Formation of intermediate bands in silicon by transition metal doping - A DFT/DFTB computational study

Abstract

The intermediate band solar cell offers the possibility of increasing the efficiency of modern-day solar cells. By having a narrow intermediate band placed in the conventional band gap, sequential absorption of photons is attainable. With suitable extraction of charge carriers, the photocurrent can increase whilst the voltage is preserved, leading to higher efficiencies. By using electronic structure calculations within density functional theory (DFT) and density-functional tight-binding (DFTB), we study the possible formation of intermediate bands when silicon is doped with a transition metal impurity. We particularly consider the 4d transition metal silver, but also investigate doping by transition metals of the 3d series V, Cr, Mn, Fe and Co.

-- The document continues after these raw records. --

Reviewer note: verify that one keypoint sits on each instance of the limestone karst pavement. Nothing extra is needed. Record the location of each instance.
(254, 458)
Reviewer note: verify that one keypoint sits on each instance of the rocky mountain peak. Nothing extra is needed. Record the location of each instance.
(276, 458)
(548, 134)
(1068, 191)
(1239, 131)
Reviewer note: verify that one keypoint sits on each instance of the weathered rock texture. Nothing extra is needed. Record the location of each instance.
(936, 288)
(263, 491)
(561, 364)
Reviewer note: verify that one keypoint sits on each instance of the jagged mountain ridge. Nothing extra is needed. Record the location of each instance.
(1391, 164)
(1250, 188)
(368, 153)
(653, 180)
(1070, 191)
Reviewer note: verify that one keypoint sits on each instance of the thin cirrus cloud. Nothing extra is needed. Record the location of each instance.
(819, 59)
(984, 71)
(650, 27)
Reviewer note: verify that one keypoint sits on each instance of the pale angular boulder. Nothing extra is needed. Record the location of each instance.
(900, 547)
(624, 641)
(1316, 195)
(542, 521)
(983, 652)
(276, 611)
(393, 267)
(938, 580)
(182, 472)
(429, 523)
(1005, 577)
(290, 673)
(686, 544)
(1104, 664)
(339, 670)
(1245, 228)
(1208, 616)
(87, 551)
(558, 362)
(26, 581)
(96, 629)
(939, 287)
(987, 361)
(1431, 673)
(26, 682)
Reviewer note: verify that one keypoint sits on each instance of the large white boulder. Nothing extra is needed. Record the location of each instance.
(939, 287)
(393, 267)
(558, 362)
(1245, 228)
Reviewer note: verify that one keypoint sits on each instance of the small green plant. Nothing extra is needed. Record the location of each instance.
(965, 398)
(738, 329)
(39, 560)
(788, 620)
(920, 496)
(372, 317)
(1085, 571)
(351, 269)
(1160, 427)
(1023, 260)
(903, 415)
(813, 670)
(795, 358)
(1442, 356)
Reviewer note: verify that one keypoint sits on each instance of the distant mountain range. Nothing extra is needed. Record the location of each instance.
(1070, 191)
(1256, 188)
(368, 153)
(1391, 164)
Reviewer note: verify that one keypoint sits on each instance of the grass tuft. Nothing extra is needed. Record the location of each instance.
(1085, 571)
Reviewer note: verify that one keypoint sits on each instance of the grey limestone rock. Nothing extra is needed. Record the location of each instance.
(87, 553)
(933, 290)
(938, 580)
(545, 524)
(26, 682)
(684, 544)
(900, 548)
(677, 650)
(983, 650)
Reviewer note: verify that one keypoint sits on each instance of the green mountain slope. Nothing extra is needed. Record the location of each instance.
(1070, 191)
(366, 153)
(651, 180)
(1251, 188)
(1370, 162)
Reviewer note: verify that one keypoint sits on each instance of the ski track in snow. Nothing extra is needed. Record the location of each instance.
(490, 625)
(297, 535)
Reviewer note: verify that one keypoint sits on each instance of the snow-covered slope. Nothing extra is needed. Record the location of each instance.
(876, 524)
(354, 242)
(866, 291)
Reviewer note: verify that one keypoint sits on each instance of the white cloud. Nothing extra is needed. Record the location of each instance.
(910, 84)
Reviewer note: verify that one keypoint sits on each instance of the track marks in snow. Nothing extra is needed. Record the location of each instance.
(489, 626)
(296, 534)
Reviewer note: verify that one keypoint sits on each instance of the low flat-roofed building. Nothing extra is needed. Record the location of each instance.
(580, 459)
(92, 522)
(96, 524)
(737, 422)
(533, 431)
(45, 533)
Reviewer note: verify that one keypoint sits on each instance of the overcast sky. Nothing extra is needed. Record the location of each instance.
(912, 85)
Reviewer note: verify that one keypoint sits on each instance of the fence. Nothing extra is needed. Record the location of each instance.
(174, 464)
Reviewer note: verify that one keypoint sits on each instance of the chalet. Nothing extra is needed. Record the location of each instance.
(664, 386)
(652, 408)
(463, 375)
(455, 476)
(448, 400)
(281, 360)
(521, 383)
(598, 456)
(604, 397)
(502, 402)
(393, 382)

We employ density functional theory in the Kohn-Sham approach, using mainly the Perdew-Wang exchange-correlation functional (PW91) within the generalized gradient approximation. Both DFT and DFTB calculations are performed by using modeling suites in the Amsterdam density functional (ADF) package. It is found, by method of DFTB, that substitutional doping of bulk Si with silver at 0.4% impurity concentration, exhibits an intermediate band at the Fermi level, 0.28 eV above the valence band edge. However, it is also found that our DFTB calculations have poor accuracy, and that this result should be cross-examined by a more accurate method. DFT calculations reveal only contours of formation, yet no intermediate bands are found in silicon with silver impurity concentrations down to 6.25%. Doping with 3d transition metals at 6.25% impurity concentration have not revealed any fully formed intermediate bands.